Он вскочил и бросился в угол комнаты. Там стоял «мюджри» — украшенный кусками разноцветной жести сундук, который они вместе с Мирзамом купили на ереванском базаре. Замок звякнул несколько раз печально и мелодично, как струна тара. Мюджри раскрылся, и оттуда пахнуло ветхостью. В этом сундуке хранилось все то, что напоминало ему о далекой родине: холщовая рубаха, пропахшая золой и кизячным дымом, пара шерстяных носков, которые были уложены его теткой Осан-хатун вместе с провизией, несколько книг, отдававших сыростью и ладаном, сальные свечи, ладан, который он взял с собой на чужбину, чтобы воскурять в дни отечественных праздников. В красный платок были завязаны орарь, риза диакона, пара кошей, в которых он вышел из дома и пустился в дальний путь. Он сгреб все это в сторону и достал из сундука кипу бумаг, перевязанных черным шпагатом. Развязал шпагат, и на глаза ему попались запечатанные сургучными печатями пакеты, пожелтевшая бумага, на которой с трудом можно было разобрать сделанную ализариновыми чернилами первую копию Маштоца[117]. Был здесь и белый лист бумаги, поля которого были расписаны монастырским художником.

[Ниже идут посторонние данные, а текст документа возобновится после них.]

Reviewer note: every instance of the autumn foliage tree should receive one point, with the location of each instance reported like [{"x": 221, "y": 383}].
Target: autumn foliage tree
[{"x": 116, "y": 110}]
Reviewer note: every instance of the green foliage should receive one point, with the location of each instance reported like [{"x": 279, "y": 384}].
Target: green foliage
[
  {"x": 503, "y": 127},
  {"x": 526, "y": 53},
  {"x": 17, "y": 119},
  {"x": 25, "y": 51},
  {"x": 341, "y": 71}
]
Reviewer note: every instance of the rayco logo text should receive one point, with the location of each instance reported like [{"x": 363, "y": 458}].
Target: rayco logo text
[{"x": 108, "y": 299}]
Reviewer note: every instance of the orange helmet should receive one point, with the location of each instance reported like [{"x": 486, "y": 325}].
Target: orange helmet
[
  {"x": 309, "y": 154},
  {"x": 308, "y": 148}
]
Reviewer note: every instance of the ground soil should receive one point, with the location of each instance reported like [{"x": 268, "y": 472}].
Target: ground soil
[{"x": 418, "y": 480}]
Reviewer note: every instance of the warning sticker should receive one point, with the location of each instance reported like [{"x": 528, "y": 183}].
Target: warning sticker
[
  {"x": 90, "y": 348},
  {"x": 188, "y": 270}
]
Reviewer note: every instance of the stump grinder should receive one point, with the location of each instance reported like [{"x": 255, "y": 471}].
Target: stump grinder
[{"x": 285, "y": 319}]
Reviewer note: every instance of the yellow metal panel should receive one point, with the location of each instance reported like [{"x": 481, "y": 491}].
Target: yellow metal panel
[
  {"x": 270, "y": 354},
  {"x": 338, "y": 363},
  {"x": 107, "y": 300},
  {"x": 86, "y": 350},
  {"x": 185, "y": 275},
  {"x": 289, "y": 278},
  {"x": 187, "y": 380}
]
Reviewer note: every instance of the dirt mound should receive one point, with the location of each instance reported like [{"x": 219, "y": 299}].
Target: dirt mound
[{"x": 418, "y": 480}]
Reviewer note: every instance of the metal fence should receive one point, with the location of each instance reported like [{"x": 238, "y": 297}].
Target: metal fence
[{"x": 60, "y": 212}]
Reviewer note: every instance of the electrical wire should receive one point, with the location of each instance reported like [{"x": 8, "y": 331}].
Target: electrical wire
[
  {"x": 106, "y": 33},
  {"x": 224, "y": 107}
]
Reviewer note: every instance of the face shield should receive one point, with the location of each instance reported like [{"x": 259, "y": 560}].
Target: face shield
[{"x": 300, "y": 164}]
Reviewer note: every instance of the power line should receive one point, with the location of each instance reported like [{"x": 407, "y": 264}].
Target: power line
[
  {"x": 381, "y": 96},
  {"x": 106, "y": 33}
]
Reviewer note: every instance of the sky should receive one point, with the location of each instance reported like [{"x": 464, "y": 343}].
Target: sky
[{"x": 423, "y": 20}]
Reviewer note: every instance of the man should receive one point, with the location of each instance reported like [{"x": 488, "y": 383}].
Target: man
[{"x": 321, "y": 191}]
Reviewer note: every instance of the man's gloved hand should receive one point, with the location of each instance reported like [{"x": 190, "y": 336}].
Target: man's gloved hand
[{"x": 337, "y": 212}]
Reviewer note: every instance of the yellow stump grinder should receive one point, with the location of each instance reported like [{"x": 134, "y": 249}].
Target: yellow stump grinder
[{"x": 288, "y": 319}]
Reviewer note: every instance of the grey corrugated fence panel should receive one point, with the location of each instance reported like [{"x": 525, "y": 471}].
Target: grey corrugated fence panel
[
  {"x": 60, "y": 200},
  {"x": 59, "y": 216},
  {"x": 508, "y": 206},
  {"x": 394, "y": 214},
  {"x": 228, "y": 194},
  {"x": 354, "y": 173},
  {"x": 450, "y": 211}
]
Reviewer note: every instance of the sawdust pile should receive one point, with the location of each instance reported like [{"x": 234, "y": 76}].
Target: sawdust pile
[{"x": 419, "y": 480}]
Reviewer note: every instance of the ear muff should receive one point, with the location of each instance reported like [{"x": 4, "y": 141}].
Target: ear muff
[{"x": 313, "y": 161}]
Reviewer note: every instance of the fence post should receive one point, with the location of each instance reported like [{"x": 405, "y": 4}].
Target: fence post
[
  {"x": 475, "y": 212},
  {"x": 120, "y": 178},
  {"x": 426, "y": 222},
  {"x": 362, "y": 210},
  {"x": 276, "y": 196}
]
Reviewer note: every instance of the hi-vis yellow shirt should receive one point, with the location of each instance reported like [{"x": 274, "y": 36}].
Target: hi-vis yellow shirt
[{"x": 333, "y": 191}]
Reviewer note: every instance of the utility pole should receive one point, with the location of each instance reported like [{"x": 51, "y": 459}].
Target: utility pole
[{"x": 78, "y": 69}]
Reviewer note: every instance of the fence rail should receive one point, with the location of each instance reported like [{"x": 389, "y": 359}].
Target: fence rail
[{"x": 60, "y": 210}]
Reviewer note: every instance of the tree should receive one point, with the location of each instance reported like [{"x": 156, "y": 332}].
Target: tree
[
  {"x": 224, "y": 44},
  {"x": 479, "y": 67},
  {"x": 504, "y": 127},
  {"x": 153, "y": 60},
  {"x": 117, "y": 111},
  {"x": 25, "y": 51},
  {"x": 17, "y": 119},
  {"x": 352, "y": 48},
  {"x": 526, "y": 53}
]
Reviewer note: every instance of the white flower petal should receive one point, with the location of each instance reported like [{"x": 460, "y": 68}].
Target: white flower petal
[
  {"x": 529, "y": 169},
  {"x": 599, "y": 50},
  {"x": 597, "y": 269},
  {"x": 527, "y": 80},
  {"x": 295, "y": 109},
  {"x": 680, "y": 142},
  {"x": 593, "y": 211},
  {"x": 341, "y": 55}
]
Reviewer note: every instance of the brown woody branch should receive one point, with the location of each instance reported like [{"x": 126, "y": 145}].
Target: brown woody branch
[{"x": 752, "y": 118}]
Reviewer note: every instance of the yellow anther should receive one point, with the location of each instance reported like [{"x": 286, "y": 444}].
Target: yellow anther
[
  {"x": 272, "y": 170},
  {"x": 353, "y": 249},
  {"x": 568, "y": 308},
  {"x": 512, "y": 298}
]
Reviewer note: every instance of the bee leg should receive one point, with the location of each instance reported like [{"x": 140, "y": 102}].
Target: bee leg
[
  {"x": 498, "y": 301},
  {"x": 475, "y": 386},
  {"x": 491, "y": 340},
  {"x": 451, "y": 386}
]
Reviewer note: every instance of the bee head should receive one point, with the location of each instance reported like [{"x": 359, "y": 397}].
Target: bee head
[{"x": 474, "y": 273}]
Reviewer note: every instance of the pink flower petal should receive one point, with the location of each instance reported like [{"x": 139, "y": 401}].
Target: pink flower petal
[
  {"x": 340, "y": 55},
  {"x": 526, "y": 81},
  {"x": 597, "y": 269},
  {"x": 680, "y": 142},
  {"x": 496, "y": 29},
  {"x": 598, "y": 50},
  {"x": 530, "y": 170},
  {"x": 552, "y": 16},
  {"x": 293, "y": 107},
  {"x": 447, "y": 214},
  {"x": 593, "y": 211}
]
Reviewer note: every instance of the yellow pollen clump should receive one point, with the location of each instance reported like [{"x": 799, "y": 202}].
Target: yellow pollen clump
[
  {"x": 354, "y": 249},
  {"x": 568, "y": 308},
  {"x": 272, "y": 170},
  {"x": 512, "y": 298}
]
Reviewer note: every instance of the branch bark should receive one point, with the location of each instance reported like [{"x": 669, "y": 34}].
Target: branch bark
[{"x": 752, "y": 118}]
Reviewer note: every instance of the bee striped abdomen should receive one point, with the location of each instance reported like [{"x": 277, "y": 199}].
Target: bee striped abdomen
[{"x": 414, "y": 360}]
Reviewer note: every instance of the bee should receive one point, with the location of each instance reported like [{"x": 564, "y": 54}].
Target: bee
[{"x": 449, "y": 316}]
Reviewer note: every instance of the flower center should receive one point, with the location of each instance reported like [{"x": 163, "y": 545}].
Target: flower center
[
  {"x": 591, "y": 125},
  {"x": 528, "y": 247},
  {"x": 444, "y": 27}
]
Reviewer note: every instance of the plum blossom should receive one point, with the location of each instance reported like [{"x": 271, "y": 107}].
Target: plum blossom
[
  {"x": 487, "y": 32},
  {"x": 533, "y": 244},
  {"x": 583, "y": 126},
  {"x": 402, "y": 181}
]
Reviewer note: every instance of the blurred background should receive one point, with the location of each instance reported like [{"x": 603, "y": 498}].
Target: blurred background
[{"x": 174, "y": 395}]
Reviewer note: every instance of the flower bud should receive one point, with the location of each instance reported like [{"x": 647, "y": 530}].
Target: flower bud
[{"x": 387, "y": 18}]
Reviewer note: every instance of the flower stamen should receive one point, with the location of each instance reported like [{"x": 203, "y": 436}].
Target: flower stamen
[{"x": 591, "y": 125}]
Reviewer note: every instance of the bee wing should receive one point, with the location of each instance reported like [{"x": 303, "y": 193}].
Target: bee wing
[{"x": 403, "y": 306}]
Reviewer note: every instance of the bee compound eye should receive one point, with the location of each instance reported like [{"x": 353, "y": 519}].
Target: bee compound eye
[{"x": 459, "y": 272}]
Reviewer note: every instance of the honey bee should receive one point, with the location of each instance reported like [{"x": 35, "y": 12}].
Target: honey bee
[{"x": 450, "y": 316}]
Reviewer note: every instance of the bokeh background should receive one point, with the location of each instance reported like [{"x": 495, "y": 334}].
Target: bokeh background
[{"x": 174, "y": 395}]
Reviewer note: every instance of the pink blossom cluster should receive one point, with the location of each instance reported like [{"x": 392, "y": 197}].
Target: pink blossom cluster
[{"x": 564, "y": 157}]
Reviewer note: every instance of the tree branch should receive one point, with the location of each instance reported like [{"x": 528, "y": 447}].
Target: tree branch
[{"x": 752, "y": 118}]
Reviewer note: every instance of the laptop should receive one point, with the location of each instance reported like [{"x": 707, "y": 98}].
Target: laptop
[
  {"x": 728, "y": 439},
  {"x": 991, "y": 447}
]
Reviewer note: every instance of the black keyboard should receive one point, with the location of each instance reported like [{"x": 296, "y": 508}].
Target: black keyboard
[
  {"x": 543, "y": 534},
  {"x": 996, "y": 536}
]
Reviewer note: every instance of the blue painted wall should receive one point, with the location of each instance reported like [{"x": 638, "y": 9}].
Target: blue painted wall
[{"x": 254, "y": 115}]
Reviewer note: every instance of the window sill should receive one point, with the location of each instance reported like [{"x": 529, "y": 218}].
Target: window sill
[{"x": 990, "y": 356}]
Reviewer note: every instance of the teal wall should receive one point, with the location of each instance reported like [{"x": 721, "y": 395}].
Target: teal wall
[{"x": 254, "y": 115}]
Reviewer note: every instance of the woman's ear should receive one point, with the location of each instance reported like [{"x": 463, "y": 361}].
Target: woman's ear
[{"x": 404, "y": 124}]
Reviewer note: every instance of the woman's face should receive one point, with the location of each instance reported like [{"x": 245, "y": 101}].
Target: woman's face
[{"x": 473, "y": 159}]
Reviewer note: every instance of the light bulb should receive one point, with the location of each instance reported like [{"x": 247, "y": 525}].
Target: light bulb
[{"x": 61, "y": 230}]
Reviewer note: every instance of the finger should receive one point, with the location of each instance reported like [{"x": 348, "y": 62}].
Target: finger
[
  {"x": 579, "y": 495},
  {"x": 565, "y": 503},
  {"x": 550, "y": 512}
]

Он отобрал из этой связки тетрадь и подошел к столу. Это были его путевые заметки… Он с жадностью стал перечитывать… Каждая строка, даже стершееся слово восстанавливали в его памяти все путешествие от Морских врат до вершины горы…
«Курился, играл бурный Араке… Вордан кармир, по-турецки — крмыз». Они глядели на волны Аракса, когда Шиман позвал их. Навстречу им шло стадо.
И копыта, и морды животных, а у некоторых даже грудь и шерсть на животе были окрашены в красный, ярко-красный цвет, словно они прошли сквозь озера крови. Пастух-турок объяснил пришельцам, что стадо прошло через заросли кустарника, ветки которого были сплошь облеплены красными червячками. Пастух показал, в какую сторону идти, и здесь они увидели поле, на котором будто заклали жертвенных быков и разбрызгали кровь по траве. Бехагель фон Адлерскрон, который собирал образцы трав, пресмыкающихся, камней, наполнил этими червячками небольшую бутылочку, а Армениер сказал, что по возвращении покажет им старого монаха, который из этих червячков готовит золотистую красную краску.